Vitanutril®, Reims Business School, France
Contact: Laetitia Raginel, .(JavaScript must be enabled to view this email address)

Vitanutril® produces and sells spirulina-based food in Burkina Faso allying the strengths of spirulina, an algae with an exceptional mix of proteins, minerals and vitamins, and the expertise of a network of local saleswomen well trained on nutritional education. Vitanutril®’s main objectives are to alleviate malnutrition by producing an additional product line of tasty and affordable spirulina-based food targeted towards the poorest and to foster the development of local social micro-enterprises by setting up an economically viable and sustainable structure that can be replicated across Africa.

WE CARE Solar, Haas School of Business – UC Berkeley, USA
Contact:  Laura Stachel, .(JavaScript must be enabled to view this email address)

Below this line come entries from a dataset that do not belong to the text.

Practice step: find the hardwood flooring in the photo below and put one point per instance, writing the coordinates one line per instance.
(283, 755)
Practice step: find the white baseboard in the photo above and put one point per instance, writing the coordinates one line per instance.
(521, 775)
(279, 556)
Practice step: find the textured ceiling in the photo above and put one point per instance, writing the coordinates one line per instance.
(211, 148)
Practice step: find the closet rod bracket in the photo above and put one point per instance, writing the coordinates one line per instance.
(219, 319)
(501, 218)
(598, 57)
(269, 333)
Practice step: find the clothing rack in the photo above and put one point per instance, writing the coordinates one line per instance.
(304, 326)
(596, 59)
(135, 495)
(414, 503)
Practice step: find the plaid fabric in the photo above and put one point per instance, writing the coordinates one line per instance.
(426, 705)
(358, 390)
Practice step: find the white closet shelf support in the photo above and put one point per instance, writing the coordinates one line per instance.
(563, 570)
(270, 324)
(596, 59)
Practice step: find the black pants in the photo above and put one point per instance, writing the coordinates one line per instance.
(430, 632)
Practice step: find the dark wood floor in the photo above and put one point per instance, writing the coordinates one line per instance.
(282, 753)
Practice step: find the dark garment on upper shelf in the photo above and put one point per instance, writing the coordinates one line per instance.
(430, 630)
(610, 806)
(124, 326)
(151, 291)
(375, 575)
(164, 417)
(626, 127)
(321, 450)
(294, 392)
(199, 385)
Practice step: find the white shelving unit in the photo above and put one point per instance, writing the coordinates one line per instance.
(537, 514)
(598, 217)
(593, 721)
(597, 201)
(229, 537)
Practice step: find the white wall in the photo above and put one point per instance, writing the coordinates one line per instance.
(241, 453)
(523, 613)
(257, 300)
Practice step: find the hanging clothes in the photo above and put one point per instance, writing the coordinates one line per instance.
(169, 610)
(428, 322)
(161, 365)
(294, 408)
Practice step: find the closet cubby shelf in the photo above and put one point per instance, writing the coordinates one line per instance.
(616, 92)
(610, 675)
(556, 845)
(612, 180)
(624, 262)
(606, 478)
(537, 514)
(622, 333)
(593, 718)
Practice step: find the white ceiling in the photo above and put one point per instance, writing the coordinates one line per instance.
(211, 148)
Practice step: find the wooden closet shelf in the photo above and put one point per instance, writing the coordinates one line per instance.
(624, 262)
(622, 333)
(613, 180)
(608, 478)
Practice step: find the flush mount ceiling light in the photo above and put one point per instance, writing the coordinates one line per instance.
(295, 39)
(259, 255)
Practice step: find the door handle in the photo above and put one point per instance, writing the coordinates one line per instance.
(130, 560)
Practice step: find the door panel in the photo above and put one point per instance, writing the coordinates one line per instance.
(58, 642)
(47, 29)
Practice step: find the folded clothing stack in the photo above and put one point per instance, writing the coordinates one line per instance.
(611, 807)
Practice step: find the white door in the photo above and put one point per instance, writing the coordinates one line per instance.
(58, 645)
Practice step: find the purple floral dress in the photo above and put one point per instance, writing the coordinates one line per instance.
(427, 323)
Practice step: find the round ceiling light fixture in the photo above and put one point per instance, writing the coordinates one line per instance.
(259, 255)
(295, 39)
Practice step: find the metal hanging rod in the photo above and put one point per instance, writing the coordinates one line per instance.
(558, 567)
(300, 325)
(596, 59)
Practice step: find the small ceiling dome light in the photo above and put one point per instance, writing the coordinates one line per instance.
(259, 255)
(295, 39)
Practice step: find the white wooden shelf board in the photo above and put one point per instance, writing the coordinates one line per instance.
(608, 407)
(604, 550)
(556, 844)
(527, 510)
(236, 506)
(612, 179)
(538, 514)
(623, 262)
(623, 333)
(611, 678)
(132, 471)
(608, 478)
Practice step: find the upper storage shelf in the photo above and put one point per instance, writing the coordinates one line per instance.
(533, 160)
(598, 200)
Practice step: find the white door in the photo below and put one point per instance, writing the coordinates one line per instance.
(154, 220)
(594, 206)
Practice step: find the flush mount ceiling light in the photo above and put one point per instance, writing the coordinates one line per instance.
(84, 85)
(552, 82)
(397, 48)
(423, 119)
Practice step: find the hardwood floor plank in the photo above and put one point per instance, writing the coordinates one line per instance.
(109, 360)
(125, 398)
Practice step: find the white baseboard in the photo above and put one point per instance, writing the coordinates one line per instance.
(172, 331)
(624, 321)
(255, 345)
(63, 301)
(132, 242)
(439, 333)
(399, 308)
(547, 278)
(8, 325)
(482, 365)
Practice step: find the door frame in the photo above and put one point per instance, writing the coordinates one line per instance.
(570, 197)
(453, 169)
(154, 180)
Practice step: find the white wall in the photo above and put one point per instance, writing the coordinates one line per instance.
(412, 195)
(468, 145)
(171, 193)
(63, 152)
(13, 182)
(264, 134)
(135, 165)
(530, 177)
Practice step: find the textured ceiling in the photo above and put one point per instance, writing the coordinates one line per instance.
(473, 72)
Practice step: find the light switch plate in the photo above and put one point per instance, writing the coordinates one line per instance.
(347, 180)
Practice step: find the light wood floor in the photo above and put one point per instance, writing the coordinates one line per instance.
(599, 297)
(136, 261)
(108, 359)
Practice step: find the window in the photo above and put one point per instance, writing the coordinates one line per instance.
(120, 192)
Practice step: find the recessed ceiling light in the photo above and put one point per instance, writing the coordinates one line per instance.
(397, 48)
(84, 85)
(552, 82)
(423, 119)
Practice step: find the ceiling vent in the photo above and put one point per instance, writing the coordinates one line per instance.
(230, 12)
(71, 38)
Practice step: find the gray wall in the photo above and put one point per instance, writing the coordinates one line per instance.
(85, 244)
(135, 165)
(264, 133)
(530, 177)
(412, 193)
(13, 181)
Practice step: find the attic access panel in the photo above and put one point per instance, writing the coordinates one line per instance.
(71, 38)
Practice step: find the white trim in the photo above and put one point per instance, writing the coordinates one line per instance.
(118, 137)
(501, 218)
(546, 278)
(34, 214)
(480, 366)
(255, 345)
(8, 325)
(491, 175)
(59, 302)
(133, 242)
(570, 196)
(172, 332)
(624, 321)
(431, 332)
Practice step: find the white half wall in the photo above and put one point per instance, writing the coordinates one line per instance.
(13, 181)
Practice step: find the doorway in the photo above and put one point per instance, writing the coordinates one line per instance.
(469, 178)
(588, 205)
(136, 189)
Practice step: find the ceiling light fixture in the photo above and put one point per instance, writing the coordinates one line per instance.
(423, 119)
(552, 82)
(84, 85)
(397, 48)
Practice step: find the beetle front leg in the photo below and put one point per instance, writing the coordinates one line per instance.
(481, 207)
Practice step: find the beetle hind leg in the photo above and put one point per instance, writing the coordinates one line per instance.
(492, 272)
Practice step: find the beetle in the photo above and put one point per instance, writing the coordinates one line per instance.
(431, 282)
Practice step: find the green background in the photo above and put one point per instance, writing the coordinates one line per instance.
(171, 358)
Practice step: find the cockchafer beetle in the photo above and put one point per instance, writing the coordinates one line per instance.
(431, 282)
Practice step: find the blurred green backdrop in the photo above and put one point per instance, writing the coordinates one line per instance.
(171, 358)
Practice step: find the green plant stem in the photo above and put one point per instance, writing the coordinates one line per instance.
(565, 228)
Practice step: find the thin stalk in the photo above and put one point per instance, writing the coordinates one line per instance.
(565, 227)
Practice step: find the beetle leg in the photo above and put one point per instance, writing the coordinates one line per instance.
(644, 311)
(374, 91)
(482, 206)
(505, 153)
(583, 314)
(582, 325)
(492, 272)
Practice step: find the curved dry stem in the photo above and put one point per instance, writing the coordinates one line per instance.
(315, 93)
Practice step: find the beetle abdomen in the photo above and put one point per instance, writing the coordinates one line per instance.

WE CARE (Women’s Emergency Communication and Reliable Electricity) Solar is a social enterprise that saves lives of childbearing mothers and infants in developing regions by providing obstetric health facilities with solar power for lighting, mobile communication and essential medical devices. Pregnancy-related complications cause over 500,000 maternal deaths annually, primarily in Africa and South Asia. Life-saving obstetric care requires reliable lighting, communication and electricity. Approximately 300,000 health facilities worldwide lack this basic infrastructure. WE CARE Solar has developed and field-tested the Solar Suitcase, a user-friendly, portable, plug-and-play solar-electric system that ensures electricity, lighting, and communication for maternity care in low-resource settings.   In addition, WE CARE is leveraging and building local market-based capacity and partnerships to distribute, install and maintain these systems. The Solar Suitcase facilitates timely and effective emergency care and reduces maternal and infant morbidity and mortality, thus enhancing family productivity, strengthening health systems, and improving markets for renewable energy.